NOW’s founding moment bears some resemblance to our own, notes Rios. She spotlights the lessons The Women of NOW offers to feminists today. The book reveals how much women can accomplish when they come together and how difficult sustaining that kind of activism can be. Often in NOW’s history, women simply did not “show up for each other”; at other times, they retreated “into a narrow view of what [was] possible.” Different decisions then might have yielded a more favorable context today. The movement moves on. But to move forward, it must “continue bending, finding flexible ways forward, without breaking apart, burning out, or giving up.” I agree with Rios that many of the struggles NOW weathered in its heyday are with us still, and that “despite the roadblocks we face in achieving our collective liberation, our movement renews. It regenerates.”

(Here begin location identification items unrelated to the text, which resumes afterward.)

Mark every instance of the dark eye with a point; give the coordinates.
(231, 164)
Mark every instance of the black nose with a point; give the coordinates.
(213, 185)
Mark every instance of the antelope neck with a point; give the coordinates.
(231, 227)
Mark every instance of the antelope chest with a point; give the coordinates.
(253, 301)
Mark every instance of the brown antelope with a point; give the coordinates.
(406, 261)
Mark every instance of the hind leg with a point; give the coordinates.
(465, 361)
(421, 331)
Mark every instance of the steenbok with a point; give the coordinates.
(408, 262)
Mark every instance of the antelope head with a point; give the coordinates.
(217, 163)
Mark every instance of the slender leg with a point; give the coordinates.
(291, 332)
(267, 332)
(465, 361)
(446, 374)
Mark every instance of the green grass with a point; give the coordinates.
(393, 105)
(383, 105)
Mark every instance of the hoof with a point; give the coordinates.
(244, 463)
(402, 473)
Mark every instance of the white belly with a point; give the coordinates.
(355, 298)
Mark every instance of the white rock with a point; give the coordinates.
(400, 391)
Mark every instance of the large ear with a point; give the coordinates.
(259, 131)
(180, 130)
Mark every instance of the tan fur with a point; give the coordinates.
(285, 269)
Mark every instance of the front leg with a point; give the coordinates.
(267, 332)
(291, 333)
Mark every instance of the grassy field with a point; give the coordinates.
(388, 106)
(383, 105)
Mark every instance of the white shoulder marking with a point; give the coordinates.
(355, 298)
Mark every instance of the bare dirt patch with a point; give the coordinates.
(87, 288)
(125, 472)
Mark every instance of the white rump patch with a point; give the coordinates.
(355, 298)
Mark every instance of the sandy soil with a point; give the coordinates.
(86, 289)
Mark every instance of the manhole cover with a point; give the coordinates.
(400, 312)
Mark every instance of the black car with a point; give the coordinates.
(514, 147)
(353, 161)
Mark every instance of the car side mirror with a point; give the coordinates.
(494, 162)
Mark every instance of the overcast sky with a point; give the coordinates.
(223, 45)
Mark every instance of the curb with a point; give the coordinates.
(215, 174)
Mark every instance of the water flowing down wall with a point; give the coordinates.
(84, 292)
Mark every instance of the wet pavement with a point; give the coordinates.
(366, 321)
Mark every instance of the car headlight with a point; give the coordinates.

At a time when our rights are under attack, recovering our feminist past—in all its complexity—can illuminate new paths forward. Once again, I thank the four respondents for their reflections on my pursuit of both goals.
Katherine Turk is Associate Professor of History and Adjunct Associate Professor of Women’s and Gender Studies at the University of North Carolina at Chapel Hill. Her books include Equality on Trial: Gender and Rights in the Modern American Workplace (2016), which won the Mary Nickliss Prize in U.S. Women’s and/or Gender History from the Organization of American Historians, and The Women of NOW: How Feminists Built an Organization that Transformed America (2023).